The case of the unknown draft pick
"Tell me Watson," said Sherlock Holmes, putting down his pipe next to his deerstalker hat and copy of the NFL Encylopedia. "How come the Buccaneers seemed to have lost a draft pick back in their early days?"
Aside from the Arthur Conan Doyle impersonations, this really is a true story. I have been tying up every trade and draft pick in Buccaneer history, but this missing 10th rounder really had beaten me. I knew the Raiders had used it and we had sent it Oakland's way, but how and why we had it really had beaten me.
Scott Smith really did do wonders tracking this one down and probably opened a Pandora's box of queries on franchise history for himself too in doing so, but we got the answer all the same. Lon Boyett never played a down for the Bucs but appears on the all-time roster as he was active for at least one game in the 1978 season. But I had always believed he was merely released after the season ended.
Now we know. Ironically, Boyett never played for the Raiders either, but did appear in three games for the 49ers in 1978 without making a reception and then disappeared from the NFL for good.

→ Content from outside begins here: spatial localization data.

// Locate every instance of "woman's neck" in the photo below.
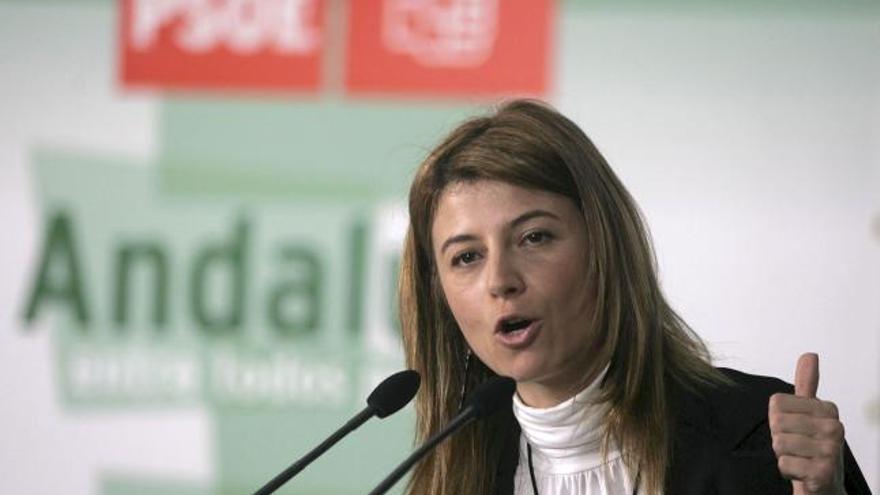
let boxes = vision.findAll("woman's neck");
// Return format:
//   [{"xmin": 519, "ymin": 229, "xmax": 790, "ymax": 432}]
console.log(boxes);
[{"xmin": 516, "ymin": 357, "xmax": 607, "ymax": 408}]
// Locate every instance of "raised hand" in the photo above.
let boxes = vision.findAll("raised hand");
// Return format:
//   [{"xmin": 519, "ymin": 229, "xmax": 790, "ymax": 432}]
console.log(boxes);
[{"xmin": 769, "ymin": 353, "xmax": 846, "ymax": 494}]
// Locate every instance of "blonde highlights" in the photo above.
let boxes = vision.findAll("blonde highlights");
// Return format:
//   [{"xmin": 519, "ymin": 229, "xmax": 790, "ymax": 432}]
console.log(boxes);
[{"xmin": 399, "ymin": 100, "xmax": 725, "ymax": 494}]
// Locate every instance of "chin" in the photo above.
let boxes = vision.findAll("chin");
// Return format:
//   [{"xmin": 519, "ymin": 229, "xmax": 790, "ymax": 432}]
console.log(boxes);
[{"xmin": 493, "ymin": 354, "xmax": 548, "ymax": 384}]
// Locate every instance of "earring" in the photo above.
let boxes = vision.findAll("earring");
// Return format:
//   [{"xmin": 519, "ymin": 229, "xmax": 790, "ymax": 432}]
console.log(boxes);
[{"xmin": 457, "ymin": 348, "xmax": 473, "ymax": 412}]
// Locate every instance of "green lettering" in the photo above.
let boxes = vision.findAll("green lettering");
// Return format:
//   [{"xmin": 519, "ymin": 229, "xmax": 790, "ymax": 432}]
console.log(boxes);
[
  {"xmin": 22, "ymin": 210, "xmax": 90, "ymax": 327},
  {"xmin": 387, "ymin": 254, "xmax": 401, "ymax": 335},
  {"xmin": 267, "ymin": 246, "xmax": 322, "ymax": 337},
  {"xmin": 113, "ymin": 242, "xmax": 169, "ymax": 329},
  {"xmin": 190, "ymin": 217, "xmax": 249, "ymax": 335},
  {"xmin": 347, "ymin": 219, "xmax": 367, "ymax": 335}
]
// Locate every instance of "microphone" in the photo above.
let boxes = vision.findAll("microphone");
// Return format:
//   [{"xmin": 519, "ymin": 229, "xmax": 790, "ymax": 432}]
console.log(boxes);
[
  {"xmin": 367, "ymin": 375, "xmax": 516, "ymax": 495},
  {"xmin": 253, "ymin": 369, "xmax": 420, "ymax": 495}
]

Now to tell Scott about the four other trades that I have discovered the Buccaneers made in their early days that are not in the media guide either, and also the case of the missing 1980 4th round pick to San Diego and the 1981 5th rounder to Baltimore that I think I might have solved myself.
Watson sighed, put down his copy of "Rush to Judgement" by Simeon Rice, and realised that another mystery involving the personnel moves of the Tampa Bay Buccaneers was about to begin. "Which year and player this time Holmes?" he asked wearily.
"1978, Watson. The Bucs traded a 10th and 11th round pick to the Steelers for a nose tackle named Ernie Holmes. But they used their own 10th round pick on Aaron Brown, a linebacker from Ohio State, so where did the other 10th rounder come from?"
"I'll check the Buccaneers' media guide" replied Watson, hoping for a quick answer and a chance to return to his own book. He thumbed the pages and a frown appeared beneath his moustache. "That's odd" he commented. "There is nothing in the trade history for this pick except that the Bucs gave it up. Nothing at all for how it was obtained."
"Only one thing for it" said Holmes, Sherlock that is, not Ernie. "We'll have to call Inspector L'Estrange of New Scotland Yard, aka Scott Smith of the Buccaneers. He's been around since the days when this website was just a monthly printed magazine. I'm sure he can help."
A day later, and the famous detective couple were back ensconced in their favourite armchairs and a waft of pipe tobacco smoke obscured the screen and the umpteenth showing of SuperBowl XXXVII. "Marvellous work from L'Estrange wasn't it?" commented Watson.
"Elementary" said Sherlock Holmes. "L'Estrange discovered that buried in the deepest archives of the Yard, the Buccaneers had actually traded a long-forgotten tight end named Lon Boyett to the Raiders for an undisclosed draft pick. Simple deduction tells us it must have been the missing 10th rounder."
"Ironic though isn't it" said Watson. "That Boyett never actually played a game for the Buccaneers or Raiders, and Ernie Holmes was cut in camp in 1978 without playing a game either?"
"Sometimes that's how it is in the detective world," replied Holmes, taking another drag on his pipe. "But it's the investigation that is important, not the impact the result might have."